5. GWAS of non-psychitric disease. In the non-psychiatric field I was leading a big meta-analytic GWAS project
for inflammatory bowel disease (IBD). For this “gold standard disease” in GWAS we show the enormous
information gain with customized and affordable genotyping platforms (here “Immunochip”), here published as
co-first author. In addition I was involved on a first and co-authorship level in numerous other projects for
complex traits, such as HIV-controllers, age related macular degeneration, alopecia areata, adult height, body
mass index.
a. Jostins L*, Ripke S*, et al. "Host-microbe interactions have shaped the genetic architecture of
inflammatory bowel disease." (2012). Nature 491(7422):119-24, PMID: 23128233.
b. McLaren PJ, Coulonges C, Ripke S, et al. "Association study of common genetic variants and HIV-1
acquisition in 6,300 infected cases and 7,200 controls." (2013). PLoS Pathog 9(7):e1003515, PMID:
23935489.
c. Betz RC*, Petukhova L*, Ripke S*, "Genome-wide meta-analysis in alopecia areata resolves HLA
associations and reveals two new susceptibility loci." (2015). Nat Commun, PMID: 25608926.
d. Locke AE, Kahali B, Berndt SI, [...], Ripke S, et al "Genetic studies of body mass index yield new
insights for obesity biology." (2015). Nature 518(7538):197-206, PMID: 25673413.

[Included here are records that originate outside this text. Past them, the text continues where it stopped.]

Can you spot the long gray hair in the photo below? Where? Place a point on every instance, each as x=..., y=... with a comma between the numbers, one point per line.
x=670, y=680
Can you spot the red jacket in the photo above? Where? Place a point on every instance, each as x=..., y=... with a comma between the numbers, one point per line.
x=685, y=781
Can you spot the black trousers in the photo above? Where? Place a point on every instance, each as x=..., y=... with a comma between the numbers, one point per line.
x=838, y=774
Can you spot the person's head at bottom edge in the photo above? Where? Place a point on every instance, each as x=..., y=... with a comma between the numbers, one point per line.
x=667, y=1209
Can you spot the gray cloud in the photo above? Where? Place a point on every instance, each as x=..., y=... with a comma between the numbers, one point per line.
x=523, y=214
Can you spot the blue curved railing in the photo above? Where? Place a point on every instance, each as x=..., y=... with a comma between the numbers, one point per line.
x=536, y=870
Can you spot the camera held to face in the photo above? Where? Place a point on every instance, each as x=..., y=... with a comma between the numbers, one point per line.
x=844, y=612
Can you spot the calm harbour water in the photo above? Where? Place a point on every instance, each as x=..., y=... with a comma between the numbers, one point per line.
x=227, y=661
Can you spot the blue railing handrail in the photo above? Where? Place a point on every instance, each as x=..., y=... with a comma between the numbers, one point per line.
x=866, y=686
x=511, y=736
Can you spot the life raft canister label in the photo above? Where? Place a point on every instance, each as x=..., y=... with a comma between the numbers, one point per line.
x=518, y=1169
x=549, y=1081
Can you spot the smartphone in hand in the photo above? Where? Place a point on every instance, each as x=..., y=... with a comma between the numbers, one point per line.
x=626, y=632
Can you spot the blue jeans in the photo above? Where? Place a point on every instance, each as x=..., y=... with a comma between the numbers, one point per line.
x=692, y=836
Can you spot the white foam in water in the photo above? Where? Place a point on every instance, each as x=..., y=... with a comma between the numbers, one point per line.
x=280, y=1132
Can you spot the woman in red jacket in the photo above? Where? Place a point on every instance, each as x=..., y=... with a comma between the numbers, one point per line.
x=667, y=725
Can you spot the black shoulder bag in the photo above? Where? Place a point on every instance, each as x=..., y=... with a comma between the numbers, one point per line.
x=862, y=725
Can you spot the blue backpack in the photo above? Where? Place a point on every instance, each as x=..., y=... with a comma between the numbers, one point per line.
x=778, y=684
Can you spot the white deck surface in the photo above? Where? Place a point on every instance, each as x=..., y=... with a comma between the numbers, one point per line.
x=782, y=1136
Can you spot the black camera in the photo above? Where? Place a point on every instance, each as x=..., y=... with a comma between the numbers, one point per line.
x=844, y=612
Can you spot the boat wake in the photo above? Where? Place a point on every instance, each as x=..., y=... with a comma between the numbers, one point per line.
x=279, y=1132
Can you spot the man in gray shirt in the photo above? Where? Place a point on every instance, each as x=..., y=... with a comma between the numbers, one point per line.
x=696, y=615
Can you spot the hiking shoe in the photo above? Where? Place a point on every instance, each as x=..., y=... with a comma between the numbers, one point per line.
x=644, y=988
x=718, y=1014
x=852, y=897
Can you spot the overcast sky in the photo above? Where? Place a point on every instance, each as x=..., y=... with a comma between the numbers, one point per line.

Full list of published work on pubmed:
http://www.ncbi.nlm.nih.gov/sites/myncbi/1VQTc6r4jpmAw/bibliography/43370366/public/?sort=date&direction
=ascending
D. Research Support
5U01MH094432-02 (Daly, PI)
05/10/12 -03/31/16
NIH/ NIHM
2/3 Psychiatric GWAS Consortium: Genomic Followup Next Gen Sequencing and Genotyping
The aims of this proposal are to build on the already successful Psychiatric GWAS consortium's efforts
aggregating genetic data for psychiatric illness. As additional work in the community is being conducted that
expands the GWAS data and is beginning to generate sequencing data, further work is necessary to ensure
that maximal value is extracted from these combined efforts.